MOSCOW – A blaze at a Russian nursing home killed nine people today, and emergency officials said it may have been started by a resident setting himself on fire.
A spokeswoman for the regional Emergencies Ministry, Daria Korovina, said two other people were injured in the fire at the facility in Vishny Volochek in the Tver region, about 120 miles north of Moscow. Some 480 people were evacuated, she said.
Korovina said investigators found a canister of flammable liquid in the room where the fire started, leading to speculation the resident set himself ablaze.
Russia suffers frequent fires at hospitals, schools and other state-run facilities. Many have been blamed on negligence and violations of fire safety rules. They have served as grim reminders of crumbling infrastructure and short life expectancy in Russia.
Russia records nearly 18,000 fire deaths a year, several times the per-capita rate in the United States and other Western countries.
In January 2009, a nursing home fire in the Komi region of Russia’s northwest killed 23 residents. A November 2007 fire caused by a short circuit killed 32 patients in a nursing home in the Tula region south of Moscow.
In March 2007, 62 people died in a fire in another nursing home in southern Russia. A nearby fire station had been shut, and it took firefighters almost an hour to get to the site from a larger town after a night watchman ignored two fire alarms before reporting the blaze, authorities said.

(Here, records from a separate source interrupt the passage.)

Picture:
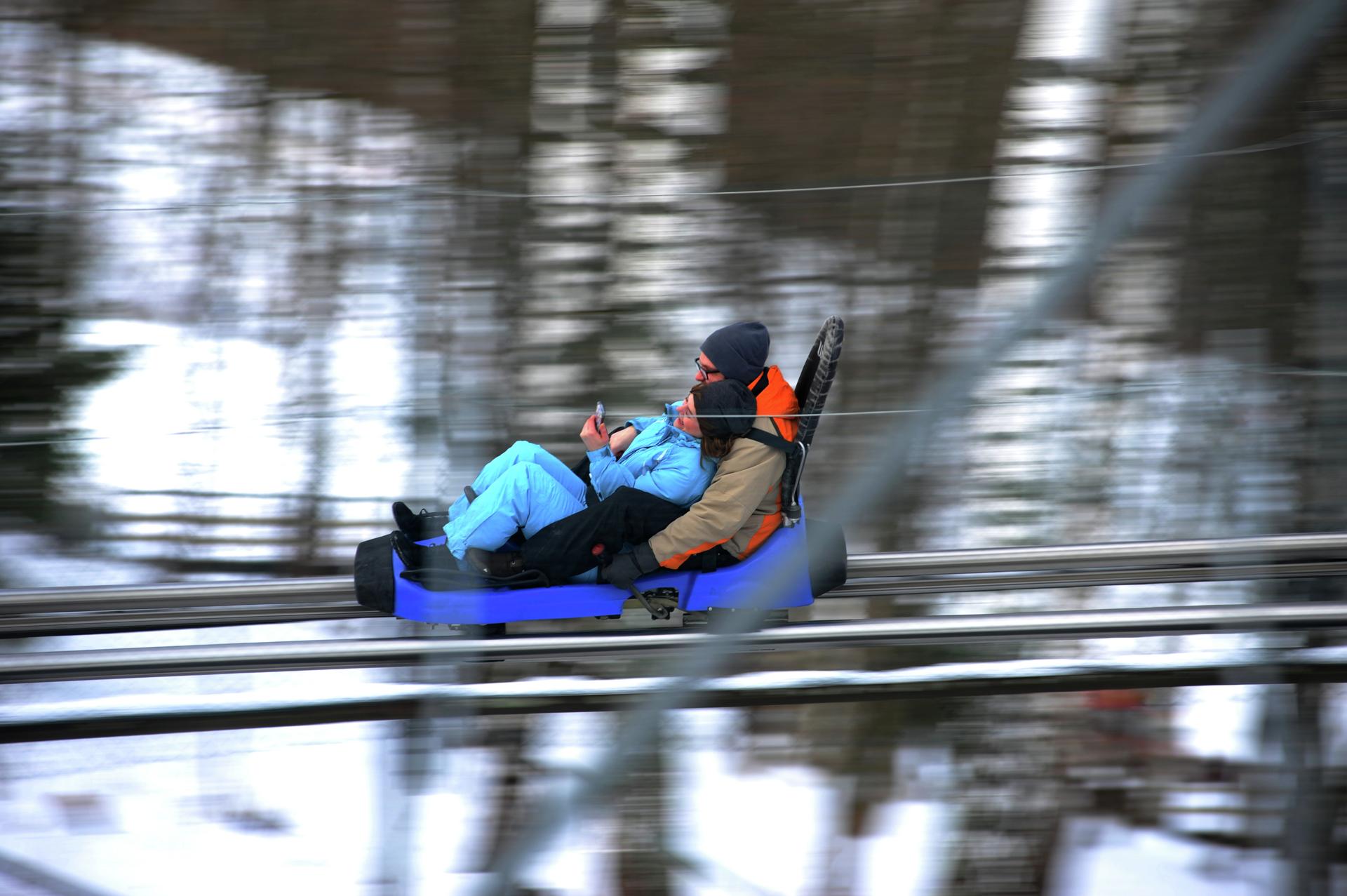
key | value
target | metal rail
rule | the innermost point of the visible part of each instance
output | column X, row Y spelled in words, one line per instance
column 70, row 610
column 906, row 632
column 111, row 717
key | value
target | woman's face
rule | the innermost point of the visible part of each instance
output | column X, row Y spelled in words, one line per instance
column 686, row 420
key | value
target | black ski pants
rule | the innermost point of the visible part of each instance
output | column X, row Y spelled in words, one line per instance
column 628, row 516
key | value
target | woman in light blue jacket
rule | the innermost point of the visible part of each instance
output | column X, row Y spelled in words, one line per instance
column 527, row 488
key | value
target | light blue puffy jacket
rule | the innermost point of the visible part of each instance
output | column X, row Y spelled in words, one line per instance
column 662, row 460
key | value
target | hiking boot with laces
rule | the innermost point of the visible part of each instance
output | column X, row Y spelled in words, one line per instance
column 495, row 563
column 418, row 526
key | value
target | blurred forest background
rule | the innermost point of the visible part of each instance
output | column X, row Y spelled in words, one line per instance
column 269, row 265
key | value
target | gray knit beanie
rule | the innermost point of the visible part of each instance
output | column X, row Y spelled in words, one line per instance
column 739, row 351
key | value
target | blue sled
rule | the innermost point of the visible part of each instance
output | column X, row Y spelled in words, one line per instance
column 791, row 566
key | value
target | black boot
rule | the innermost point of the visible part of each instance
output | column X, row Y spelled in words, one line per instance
column 418, row 526
column 418, row 557
column 495, row 565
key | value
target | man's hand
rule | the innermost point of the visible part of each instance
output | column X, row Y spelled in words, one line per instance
column 622, row 439
column 626, row 568
column 594, row 434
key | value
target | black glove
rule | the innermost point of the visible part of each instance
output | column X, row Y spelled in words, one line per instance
column 626, row 568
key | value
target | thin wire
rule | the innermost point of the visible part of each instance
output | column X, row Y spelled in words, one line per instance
column 1268, row 146
column 380, row 413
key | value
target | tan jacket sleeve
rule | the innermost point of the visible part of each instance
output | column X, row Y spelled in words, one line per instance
column 740, row 486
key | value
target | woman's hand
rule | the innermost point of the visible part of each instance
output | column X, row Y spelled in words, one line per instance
column 594, row 434
column 622, row 439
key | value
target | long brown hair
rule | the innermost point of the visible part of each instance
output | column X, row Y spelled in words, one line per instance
column 713, row 446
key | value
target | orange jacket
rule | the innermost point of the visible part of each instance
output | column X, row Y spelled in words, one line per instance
column 742, row 504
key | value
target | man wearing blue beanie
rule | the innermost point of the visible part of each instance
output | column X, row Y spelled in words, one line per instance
column 736, row 352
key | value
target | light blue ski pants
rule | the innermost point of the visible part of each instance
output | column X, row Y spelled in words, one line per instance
column 524, row 488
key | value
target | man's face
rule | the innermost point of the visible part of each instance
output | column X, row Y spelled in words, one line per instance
column 706, row 371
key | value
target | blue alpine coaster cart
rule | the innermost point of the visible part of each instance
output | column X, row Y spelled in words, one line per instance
column 803, row 559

In the same year, a nursing home fire killed 10 people in Siberia. The fire alarm system functioned properly, but a nurse on duty was away at the time and failed to immediately alert patients and call firefighters.
In December 2006, locked gates and barred windows prevented victims from escaping a blaze that killed 46 women at a drug treatment center. Inspectors had recommended its temporary closure earlier that year because of safety violations.